Kindle Gets Downgraded To An Expensive Thermostat

Kindle thermometer

E-readers are awesome, don’t get us wrong — but if you have an old one collecting dust, why not use it for something? [John] decided to hack his old Kindle  to act like a thermometer!

The Kindle’s Linux OS is re-purposed to use the Freescale CPU’s internal temperature sensor as a thermometer — since it’s not doing anything most the time, it should be relatively accurate of the ambient temperature.

Unlike some of [John’s] earlier hacks, this one is completely self-contained and reversible. In fact, it’s just a few scripts that check the temperature every minute and then display it in large digits on the screen. The buttons allow you to convert units or reverse boot to the original Kindle software. It can even graph the recent temperature! It makes for a very easy to read outdoor thermometer.

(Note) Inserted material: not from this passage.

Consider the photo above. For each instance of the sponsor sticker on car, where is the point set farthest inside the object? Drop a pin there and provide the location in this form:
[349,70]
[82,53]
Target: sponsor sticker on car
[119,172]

And not to waste all of its hardware features, [John] also set it up to act as a web server, sending the temperature data via port 8014.

You could also take it a step further and have a full weather station, in a nice wooden frame.

14 thoughts on “Kindle Gets Downgraded To An Expensive Thermostat

    1. The Kindle is ‘jailbroken’ — basically you can get access to the Linux OS internally in it. The thermometer program(s) then just stop the book display program, take over the display and with a combination of shell scripts and awk programs display the temperature.

  1. “it should be relatively accurate of the ambient temperature.”

    And was that guess checked? Seems like the system will always be at least a few degrees higher then ambient.

    1. You forgot to include the first part of the quote;

      “since it’s not doing anything most the time, ”

      With this program, the CPU only does several computations *per minute*. 12 updates of the dots on the bottom of the screen, and a few to poll and display the temperature.

      That’s pretty much 0% CPU load, it’s likely to be close enough.

      1. The CPU load is quite light. The sensor is not perfect (different Kindles give different results), and the code has an option to subtract out a fixed error — either from the sensor itself, or self-heating.